La Météorologie du Royaume-Uni (Met Office) anticipe que l’année prochaine, 2026, marquera la quatrième année consécutive où la température mondiale de la surface terrestre dépassera les 1,4 °C par rapport aux niveaux préindustriels (1850-1900).
La prévision centrale indique une augmentation de 1,46 °C, légèrement inférieure au record de 1,55 °C enregistré en 2024, mais toujours parmi les valeurs les plus élevées jamais observées.
Une planète de plus en plus chaude
Le Met Office considère qu’il est “probable” que 2026 se classe parmi les quatre années les plus chaudes de l’histoire, juste derrière 2024. La principale cause de cette augmentation est la concentration croissante de gaz à effet de serre dans l’atmosphère.
Adam Scaife, chef de l’équipe de prévisions mondiales, a expliqué que “les trois dernières années ont dépassé les 1,4 °C et nous prévoyons que 2026 sera la quatrième consécutive.
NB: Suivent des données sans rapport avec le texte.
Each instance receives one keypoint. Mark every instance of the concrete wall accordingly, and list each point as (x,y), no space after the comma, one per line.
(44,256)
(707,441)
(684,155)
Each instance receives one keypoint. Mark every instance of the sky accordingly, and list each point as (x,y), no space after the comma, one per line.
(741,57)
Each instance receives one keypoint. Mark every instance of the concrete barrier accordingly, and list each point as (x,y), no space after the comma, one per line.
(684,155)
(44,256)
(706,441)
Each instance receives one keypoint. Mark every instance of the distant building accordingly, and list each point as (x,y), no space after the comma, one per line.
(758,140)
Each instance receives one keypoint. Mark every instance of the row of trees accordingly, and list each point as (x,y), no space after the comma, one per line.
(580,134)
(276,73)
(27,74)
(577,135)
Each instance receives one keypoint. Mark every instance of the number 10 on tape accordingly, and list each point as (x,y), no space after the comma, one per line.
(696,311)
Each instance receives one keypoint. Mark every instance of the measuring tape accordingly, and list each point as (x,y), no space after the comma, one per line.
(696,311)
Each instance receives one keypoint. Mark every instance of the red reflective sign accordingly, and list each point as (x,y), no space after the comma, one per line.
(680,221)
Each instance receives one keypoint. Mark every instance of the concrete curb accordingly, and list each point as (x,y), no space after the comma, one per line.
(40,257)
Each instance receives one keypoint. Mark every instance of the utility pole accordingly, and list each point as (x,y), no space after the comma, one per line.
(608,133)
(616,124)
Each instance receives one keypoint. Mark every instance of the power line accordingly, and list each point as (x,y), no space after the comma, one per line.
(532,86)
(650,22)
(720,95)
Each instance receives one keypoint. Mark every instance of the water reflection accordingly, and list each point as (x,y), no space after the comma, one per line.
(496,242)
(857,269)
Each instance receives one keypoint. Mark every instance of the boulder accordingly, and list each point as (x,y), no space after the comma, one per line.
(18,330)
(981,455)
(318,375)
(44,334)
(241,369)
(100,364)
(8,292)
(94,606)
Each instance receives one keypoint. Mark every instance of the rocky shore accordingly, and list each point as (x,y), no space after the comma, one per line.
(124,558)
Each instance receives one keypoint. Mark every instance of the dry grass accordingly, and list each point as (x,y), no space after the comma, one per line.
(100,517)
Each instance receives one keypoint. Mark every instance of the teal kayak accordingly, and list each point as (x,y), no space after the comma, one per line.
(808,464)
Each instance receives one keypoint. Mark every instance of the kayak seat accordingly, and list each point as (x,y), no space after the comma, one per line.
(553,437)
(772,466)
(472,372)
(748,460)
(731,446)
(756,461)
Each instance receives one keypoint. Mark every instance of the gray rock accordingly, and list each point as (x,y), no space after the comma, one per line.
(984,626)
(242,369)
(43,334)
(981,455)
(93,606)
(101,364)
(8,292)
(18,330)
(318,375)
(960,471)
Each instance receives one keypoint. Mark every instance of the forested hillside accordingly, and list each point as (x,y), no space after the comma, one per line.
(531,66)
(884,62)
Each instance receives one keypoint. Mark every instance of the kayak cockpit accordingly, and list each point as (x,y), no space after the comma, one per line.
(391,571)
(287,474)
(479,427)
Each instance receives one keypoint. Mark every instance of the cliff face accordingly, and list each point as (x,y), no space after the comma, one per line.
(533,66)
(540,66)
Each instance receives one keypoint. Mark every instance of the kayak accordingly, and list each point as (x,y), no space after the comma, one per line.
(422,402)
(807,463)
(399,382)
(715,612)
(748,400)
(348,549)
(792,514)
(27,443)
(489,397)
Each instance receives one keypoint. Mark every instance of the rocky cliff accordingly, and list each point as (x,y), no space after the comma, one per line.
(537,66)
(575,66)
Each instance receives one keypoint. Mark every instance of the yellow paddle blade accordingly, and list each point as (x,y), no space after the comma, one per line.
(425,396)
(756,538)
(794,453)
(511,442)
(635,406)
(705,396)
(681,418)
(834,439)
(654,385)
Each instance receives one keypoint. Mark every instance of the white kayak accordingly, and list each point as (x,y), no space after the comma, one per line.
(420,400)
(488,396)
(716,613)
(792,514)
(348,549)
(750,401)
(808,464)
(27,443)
Avant cette augmentation soudaine, la température mondiale n’avait jamais dépassé les 1,3 °C”.
La fourchette estimée pour 2026 se situe entre 1,34 °C et 1,58 °C, avec une moyenne de 1,46 °C au-dessus de la période préindustrielle.
Le seuil de l’Accord de Paris
En 2024, un dépassement temporaire des 1,5 °C a été enregistré pour la première fois, et les prévisions suggèrent qu’il pourrait se répéter en 2026. Selon Nick Dunstone, chercheur au Met Office, cela montre la rapidité avec laquelle le monde se rapproche de l’objectif de 1,5 °C fixé dans l’Accord de Paris.
La communauté scientifique avertit que dépasser cette limite pourrait déclencher des impacts climatiques plus graves, des phénomènes météorologiques extrêmes et une réduction des options d’adaptation. Chaque fraction de degré évitée est cruciale pour minimiser les risques.

Données de l’OMM et de l’Arctique
L’Organisation Météorologique Mondiale (OMM) a estimé que le niveau actuel de réchauffement climatique est de 1,37 °C au-dessus de la moyenne de 1850-1900, sur la base des observations de la dernière décennie et des projections pour 2015-2034.
L’Arctique reflète clairement cette tendance : entre octobre 2024 et septembre 2025, la température la plus chaude depuis 1900 a été enregistrée, et les dix dernières années ont été les moins froides jamais documentées dans la région.
La 20e édition du Arctic Report Card, dirigée par l’agence américaine NOAA, a réuni 112 scientifiques de 14 pays et a confirmé que l’automne 2024 et l’hiver 2025 ont été les plus chauds de toute la série historique. De plus, depuis 2006, la température annuelle dans l’Arctique a augmenté à plus du double du rythme mondial.
Les projections pour 2026 confirment que la planète continue sur une voie de réchauffement accéléré, avec l’Arctique comme région la plus vulnérable. Les preuves scientifiques soulignent l’urgence de réduire les émissions de gaz à effet de serre et de mettre en œuvre des mesures d’adaptation pour faire face à un scénario de plus en plus extrême.